Passwordless mutual trust has been established between the root user and the tidb user, and both have sudo permissions. The scp command can also be executed manually, but it requires specifying the port number with -P9922 since the server port is not the default port 22. Not sure if this is related? Additionally, the issue occurs with roles on existing nodes, while new nodes and roles are normal.

| username: tidb菜鸟一只 | Original post link

Isn’t scaling out enough for expansion? Why do we need to reload? Is the SSH port on the newly deployed node also 9922, or is it only 9922 on the originally deployed node?

| username: 我是咖啡哥 | Original post link

If the port of the newly expanded server is different from the original one, you need to specify ssh_port under host.
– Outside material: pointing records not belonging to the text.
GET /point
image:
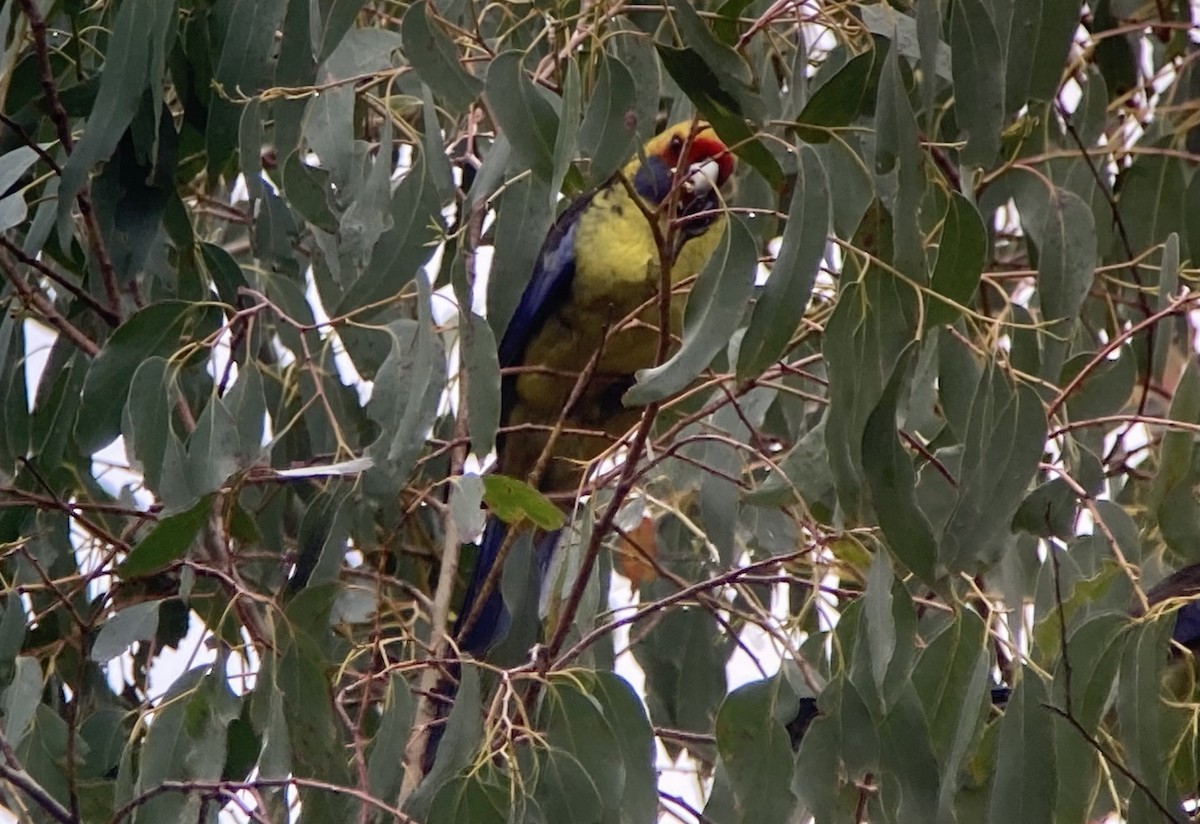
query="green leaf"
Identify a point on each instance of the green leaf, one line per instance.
(22, 698)
(1149, 725)
(385, 759)
(893, 481)
(756, 752)
(12, 166)
(714, 310)
(525, 115)
(683, 655)
(978, 70)
(463, 734)
(483, 366)
(436, 59)
(721, 60)
(625, 716)
(874, 320)
(781, 305)
(951, 679)
(1026, 781)
(406, 395)
(118, 633)
(309, 192)
(841, 98)
(136, 58)
(609, 134)
(513, 501)
(897, 144)
(1002, 446)
(167, 541)
(961, 252)
(577, 767)
(723, 110)
(159, 330)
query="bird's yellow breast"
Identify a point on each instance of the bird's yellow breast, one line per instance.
(617, 270)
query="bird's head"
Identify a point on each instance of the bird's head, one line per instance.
(693, 158)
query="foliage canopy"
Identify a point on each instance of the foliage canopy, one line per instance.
(948, 444)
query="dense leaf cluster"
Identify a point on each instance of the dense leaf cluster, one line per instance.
(929, 433)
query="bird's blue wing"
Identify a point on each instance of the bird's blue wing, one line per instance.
(493, 620)
(549, 287)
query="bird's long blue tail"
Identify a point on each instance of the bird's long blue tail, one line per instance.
(491, 625)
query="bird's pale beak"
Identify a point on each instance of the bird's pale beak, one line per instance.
(702, 178)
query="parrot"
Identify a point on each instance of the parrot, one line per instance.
(599, 264)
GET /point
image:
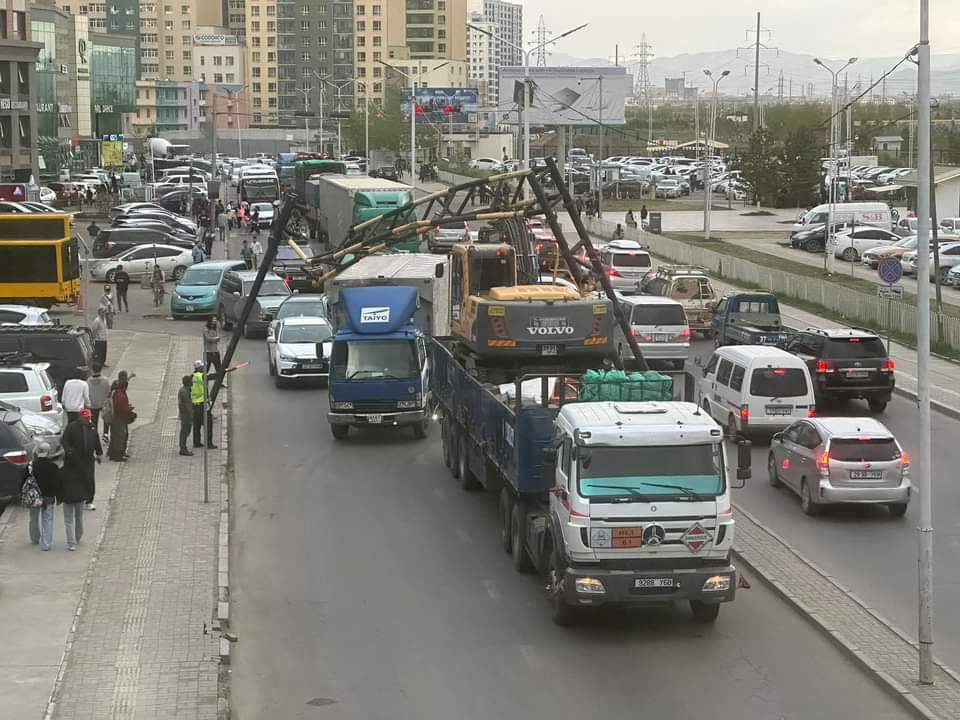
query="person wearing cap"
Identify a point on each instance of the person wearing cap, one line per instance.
(47, 474)
(82, 452)
(198, 399)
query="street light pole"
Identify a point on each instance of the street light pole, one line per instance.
(924, 189)
(708, 153)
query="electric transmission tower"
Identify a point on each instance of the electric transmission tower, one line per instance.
(541, 37)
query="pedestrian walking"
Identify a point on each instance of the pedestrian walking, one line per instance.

| username: TiDBer_pkQ5q1l0 | Original post link

Is there a specified ssh_port under global configuration? Also, upgrade tiup and tiup cluster to the latest version.

| username: Jiawei | Original post link

Check if this is the default port 22, if so, change it.

| username: johnnnyli | Original post link

All node ports are 9922. During the final step of the scale-out process, the configuration file distribution for the old nodes failed, while it succeeded for the new nodes.

| username: johnnnyli | Original post link

The global configuration is set to 9922.

| username: Jiawei | Original post link

Please describe the specific error message and your operations.

| username: johnnnyli | Original post link

The operation is to execute the expansion command tiup cluster scale-out tidb-pro /data02/soft/tidb/tidbandtikv-scale-out.yaml. The installation was successful, but the configuration distribution failed on the old node.

| username: johnnnyli | Original post link

Error: init config failed: gwmidc010:2379: transfer from /root/.tiup/storage/cluster/clusters/tidb-pro/config-cache/pd-gwmidc010-2379.service to /tmp/pd_ae4ac8d1-b7f2-4ded-9697-020f048b0e3a.service failed:
failed to scp /root/.tiup/storage/cluster/clusters/tidb-pro/cg-cache/pd-gwmidc010-2379.service: ssh: handshake failed: ssh: unable to authenticate,
attempted methods [none publickey], no supported methods remain

| username: johnnnyli | Original post link

All are 9922

| username: Jiawei | Original post link

The error message still seems to be related to SSH. Confirm whether the corresponding keys have all been transferred. The troubleshooting direction is still SSH [none publickey].

| username: johnnnyli | Original post link

I’ll check it again, thank you.

| username: johnnnyli | Original post link

There is no problem with the public key, and both the root and tidb users can SSH without any issues. When distributing, is the public key used from the tiup directory (publicKey=/root/.tiup/storage/cluster/clusters/tidb-pro/ssh/id_rsa.pub) or the public key under the root user? I found that the key in the tiup directory is not the same as the public key under the user directory.

| username: xingzhenxiang | Original post link

Have you specified the user for scale-out? I usually scale out like this:

tiup cluster scale-out tidb-cname scale-out2023031601.yaml --user root -p

| username: johnnnyli | Original post link

If root is not specified, it should default to the current user. Does -p require a password input?

| username: xingzhenxiang | Original post link

I didn’t set up passwordless access here, so I’m using a password.

| username: cassblanca | Original post link

Reconfigure SSH mutual trust on each machine, then log in to each other in advance. Make sure the permissions for the keys are set correctly.